Yesterday was a prime example why the journey was more important than the destination. I planned on leaving Highland Haven maybe 10ish in the morning. I was dragging my feet not wanting to leave this beautiful Airstream park when Abe Lincoln, current president of Highland Haven, said to me “Do you have time to take the executive tour?”
OK, I’ve set up in the dark before in Hiawassee. Why not? I’ve always wanted to see more of Highland Haven’s 75 acres. No need to be in such a hurry to get to my destination. So Abe loaded Lulu and myself into the John Deere Gator and we went on a journey.
We entered wide paths into the woods easily traveled either by Gator or by foot. There is much more to Highland Haven than meets the eye. Stockholders maintain the trails.
Highland Haven originally had several homesteads on the premises. Once upon a time stands of old American Chestnuts were thick here until killed off by the blight. Abe says the chestnuts were once so plentiful that farmers fed their pigs only on the fallen nuts. The ruins of a couple of log outbuildings, apparently built from chestnut logs, remain on the property.
Next stop is what Melissa Lincoln calls “the enchanted forest”. Thick pine trees cover the hillside and the wide boulevard that lies underneath. The thick layer of pine needles was soft enough to sleep on. A find of two large feathers confirmed wild turkeys had been foraging on the forest floor.
The paths were dotted with fall color. Ferns and rhododendrons flourished in their native habitat. The presence of salamanders indicate a health ecosystem.
One very special place on the property is a waterfall. The stream’s drops along the footpath only hint at the beauty below.
Abe and Melissa built steps to the base of the falls for easier access.
The setting is totally natural complements of Mother Nature. Nothing has been contrived by human hands. A perfectly placed rock at the bottom of the pool must be her way of saying,“Come, sit, let your worries flow away with the water. Soak up every good thing I have to offer.”
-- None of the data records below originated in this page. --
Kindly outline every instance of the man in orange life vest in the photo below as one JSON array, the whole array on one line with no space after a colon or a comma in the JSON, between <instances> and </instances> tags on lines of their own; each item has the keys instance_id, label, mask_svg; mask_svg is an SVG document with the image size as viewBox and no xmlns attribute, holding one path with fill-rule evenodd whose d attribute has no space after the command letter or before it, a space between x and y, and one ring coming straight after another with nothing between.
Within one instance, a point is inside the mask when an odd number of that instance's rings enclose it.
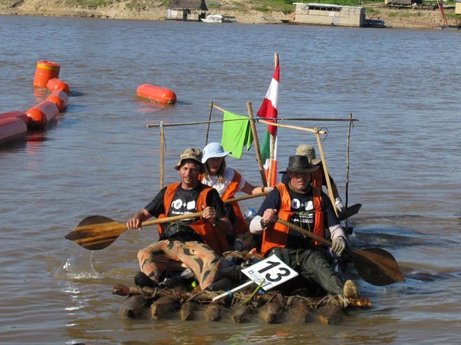
<instances>
[{"instance_id":1,"label":"man in orange life vest","mask_svg":"<svg viewBox=\"0 0 461 345\"><path fill-rule=\"evenodd\" d=\"M319 166L319 168L316 172L316 177L321 178L322 180L322 185L327 186L326 178L325 176L325 172L323 171L323 165L322 164L321 159L317 159L315 155L315 149L311 145L300 145L296 149L296 154L300 156L306 156L309 159L309 162L313 166ZM331 184L331 191L333 194L333 198L335 198L335 206L338 213L341 214L343 212L345 211L344 205L342 203L342 200L339 197L339 192L338 191L338 188L333 180L333 178L330 174L328 174L328 177L330 177L330 183ZM281 176L281 182L284 183L288 182L290 178L286 174L284 174Z\"/></svg>"},{"instance_id":2,"label":"man in orange life vest","mask_svg":"<svg viewBox=\"0 0 461 345\"><path fill-rule=\"evenodd\" d=\"M250 223L254 234L263 233L261 254L275 254L287 265L307 279L313 288L321 287L325 292L346 298L358 297L352 281L343 284L337 272L325 256L324 247L288 226L277 223L280 218L325 237L325 226L332 238L330 250L340 254L346 248L346 235L339 225L328 197L321 191L319 183L311 183L312 173L319 169L306 156L291 156L288 168L280 173L290 178L280 183L263 202Z\"/></svg>"},{"instance_id":3,"label":"man in orange life vest","mask_svg":"<svg viewBox=\"0 0 461 345\"><path fill-rule=\"evenodd\" d=\"M175 168L181 182L161 189L126 222L126 227L140 230L142 223L151 216L164 218L200 212L202 216L159 225L159 242L138 253L141 270L135 275L135 284L156 286L163 271L182 270L185 265L205 289L217 278L219 256L228 248L226 235L231 233L232 226L218 192L198 181L199 174L203 172L201 152L185 149Z\"/></svg>"}]
</instances>

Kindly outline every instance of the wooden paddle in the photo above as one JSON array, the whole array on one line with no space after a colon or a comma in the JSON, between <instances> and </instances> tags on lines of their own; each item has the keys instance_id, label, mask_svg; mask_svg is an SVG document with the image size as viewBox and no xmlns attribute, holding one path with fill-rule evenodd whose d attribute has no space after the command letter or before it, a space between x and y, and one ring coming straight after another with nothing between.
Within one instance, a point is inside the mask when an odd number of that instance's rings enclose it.
<instances>
[{"instance_id":1,"label":"wooden paddle","mask_svg":"<svg viewBox=\"0 0 461 345\"><path fill-rule=\"evenodd\" d=\"M288 221L283 219L278 219L277 221L327 247L331 247L332 245L330 241L323 237L321 237ZM344 251L351 256L352 263L360 277L372 285L384 286L397 281L405 281L395 258L390 253L384 249L369 248L353 251L345 249Z\"/></svg>"},{"instance_id":2,"label":"wooden paddle","mask_svg":"<svg viewBox=\"0 0 461 345\"><path fill-rule=\"evenodd\" d=\"M224 203L230 203L242 200L250 199L264 196L270 192L258 193L248 196L234 198L224 201ZM154 219L142 223L142 226L148 226L154 224L161 224L170 221L177 221L182 219L196 218L200 216L202 212L190 213L180 216L169 216L160 219ZM79 246L89 250L103 249L110 246L120 235L127 230L125 224L122 224L110 218L104 216L90 216L75 226L72 231L65 237L67 240L76 243Z\"/></svg>"},{"instance_id":3,"label":"wooden paddle","mask_svg":"<svg viewBox=\"0 0 461 345\"><path fill-rule=\"evenodd\" d=\"M344 210L344 212L339 213L338 215L338 219L342 221L353 216L354 214L357 214L361 207L362 204L355 204L352 206L349 206Z\"/></svg>"}]
</instances>

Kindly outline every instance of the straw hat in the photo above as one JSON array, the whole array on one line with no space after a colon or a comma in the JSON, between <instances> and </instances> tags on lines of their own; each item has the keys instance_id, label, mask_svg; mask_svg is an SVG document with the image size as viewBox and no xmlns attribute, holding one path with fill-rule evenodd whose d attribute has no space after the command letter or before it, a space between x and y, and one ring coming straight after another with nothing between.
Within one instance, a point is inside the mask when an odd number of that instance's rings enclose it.
<instances>
[{"instance_id":1,"label":"straw hat","mask_svg":"<svg viewBox=\"0 0 461 345\"><path fill-rule=\"evenodd\" d=\"M286 172L314 172L319 169L319 166L313 166L309 163L306 156L291 156L288 158L288 166L284 171L279 172L279 174Z\"/></svg>"},{"instance_id":2,"label":"straw hat","mask_svg":"<svg viewBox=\"0 0 461 345\"><path fill-rule=\"evenodd\" d=\"M200 166L200 172L203 172L203 164L202 164L202 152L198 149L190 147L184 149L181 154L179 161L175 166L175 169L179 170L182 166L182 161L192 159L196 161Z\"/></svg>"}]
</instances>

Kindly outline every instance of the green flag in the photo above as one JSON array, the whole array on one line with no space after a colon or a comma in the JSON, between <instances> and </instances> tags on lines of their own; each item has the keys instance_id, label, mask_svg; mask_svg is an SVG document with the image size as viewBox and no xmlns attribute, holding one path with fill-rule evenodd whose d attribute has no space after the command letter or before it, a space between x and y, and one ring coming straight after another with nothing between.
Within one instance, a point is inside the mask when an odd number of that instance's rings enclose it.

This spot is an absolute gem.
Like an ancient guardian, a deserted old farm house sits on the hill above.
On the trail leading to the falls there is a bear cave. Yes, Highland Haven has bear on the property that has been seen by residents. A trail through the fallen leaves into the cave is evidence that something lives in the cave. Maybe not a bear, but something sizeable and smart enough to live by a perfect water source. I think it’s a bear.
The last stop of the tour was another chestnut-logged ruin of a small barn. If only these old home sites could tell their story.
They would speak of a time when life was much more simple yet severe. Living off the grid and on the land was the norm.
Before heading to Hiawassee and Lake Chatuge I was advised to take I-26. After “see you down the road” goodbyes to my friends, I proceeded to I-81 via my favorite back road.
A favorite spot in the road had taken on fall color.
There are still a few living out in the country that think the grass is greener on the other side.
Taking I-26 was good advice that made for a breathtaking journey. As the road rises above the Blue Ridge Mountains, there is a feeling of traveling somewhere between heaven and earth.
It really is all about the journey. If you don’t enjoy the ride, you’ve missed the point.